Polymers are ubiquitous in modern life, as are complex fluids – soft materials with properties between those of liquids and solids. Researchers in the Chemical Engineering Department are developing polymer films for use in energy conversion, new polymers for flexible solar cells, membranes and medical devices, and polymer coatings that change properties when exposed to stimuli. The research in this area includes rheology studies, molecular simulation, colloid self-assembly, gelation and percolation.
Ongoing research topics for Professor Scott Fogler and his research group include: flow, reaction, precipitation and modeling of wax deposition in subsea pipelines, asphaltene deposition and precipitation, rheometric and microscopic studies of crystallization and of gel breaking phenomena, asphaltene characterization and precipitation kinetics, and catalyzed dissolution of minerals. A number of research results are now being used in industrial applications.
Professor Jinsang Kim and his research group develop design principles for self-organizing polymers and approaches for engineering the band gap of semiconducting polymers. The group also studies phosphorescent organic crystals, biosensors, flexible solar cells and bio-inspired conductive adhesives.
Professor Joerg Lahann’s research interest is focused on the development of active, multi-functional bio-interfaces, which are applicable to a range of biomedical applications. His group’s recent advances in the molecular design of active nanostructures include the introduction of reactive coatings, reversibly switching surfaces and anisotropic nanoparticles that support the vision of smart interfaces and act as templates in time-controlled surface interactions.
Professor Ronald Larson and his group study polymer rheology through experiment, theory and simulation. The team is also developing colloidal materials that self assemble and can be reconfigured on command or in response to environmental signals to form novel optical and electronic materials. Using molecular dynamics methods, the Larson Group also simulates surfactant structures and properties.
With his research group, Professor Timothy Scott is developing ways to use free radicals to make new kinds of polymers, which may be useful for medical devices or energy capture and storage.
Professor Michael Solomon and his research group investigate complex fluids—soft materials with properties intermediate between fluids and solids. Solomon’s current interests include nanocolloidal assembly, colloidal gelation, and the biomechanics of bacterial biofilms. Applications that interest the group include creating new optical materials, sensors, biomedical devices and procedures, as well as materials for energy management.

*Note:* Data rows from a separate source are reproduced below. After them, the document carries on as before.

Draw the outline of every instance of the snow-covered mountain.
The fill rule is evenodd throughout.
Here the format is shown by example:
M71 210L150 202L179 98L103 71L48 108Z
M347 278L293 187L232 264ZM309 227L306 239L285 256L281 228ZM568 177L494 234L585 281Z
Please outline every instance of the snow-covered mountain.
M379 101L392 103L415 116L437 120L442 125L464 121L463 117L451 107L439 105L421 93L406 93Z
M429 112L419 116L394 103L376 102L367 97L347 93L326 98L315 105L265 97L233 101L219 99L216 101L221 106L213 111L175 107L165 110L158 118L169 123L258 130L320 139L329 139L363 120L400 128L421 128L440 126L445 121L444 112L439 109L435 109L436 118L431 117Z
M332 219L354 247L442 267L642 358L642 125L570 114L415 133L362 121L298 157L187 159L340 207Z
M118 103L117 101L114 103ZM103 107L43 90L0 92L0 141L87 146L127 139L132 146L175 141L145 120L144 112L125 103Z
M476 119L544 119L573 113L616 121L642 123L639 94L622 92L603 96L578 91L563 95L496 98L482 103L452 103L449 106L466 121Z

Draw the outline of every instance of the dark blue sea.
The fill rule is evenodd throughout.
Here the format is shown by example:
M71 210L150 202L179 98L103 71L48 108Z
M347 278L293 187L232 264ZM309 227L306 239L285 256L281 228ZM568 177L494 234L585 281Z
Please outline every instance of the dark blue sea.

Professor Peter Tessier and his group aim to develop next generation technologies for designing, discovering, engineering, characterizing, formulating and delivering monoclonal antibodies and other biologics for molecular imaging, diagnostic and therapeutic applications. Their research in the area of complex fluids involves the use of experimental and computational approaches for understanding molecular determinants of protein solution properties (solubility, viscosity, aggregation) and other key protein properties (stability, specificity and affinity). With an eye toward applications, the Tessier lab also develops novel high-throughput screening tools for discovering new biologics and identifying rare variants with drug-like properties for therapeutic applications.
Professor Anish Tuteja and his group use polymers to address key challenges in the areas of renewable energy and environmental science. They develop super oil-repellent surfaces, super water-repellent surfaces, ice-repellent surfaces, membranes and polymer nanocomposites. Applications include the separation of oil and water and energy-conversion materials for solar cells.
Professor Robert Ziff and his colleagues use computer simulation and mathematical modeling to study a variety of problems of interest to fields of chemical engineering, mathematics, and physics. The percolation model is used to study such phenomena as flow through porous media, conductivity of composites such as nano-tubules, polymer gelation and growth of the giant component in networked systems. We have developed several numerical algorithms to obtain precise critical connectivity thresholds for two and three-dimensional systems, and have identified several universal properties of the critical percolation “fractal.”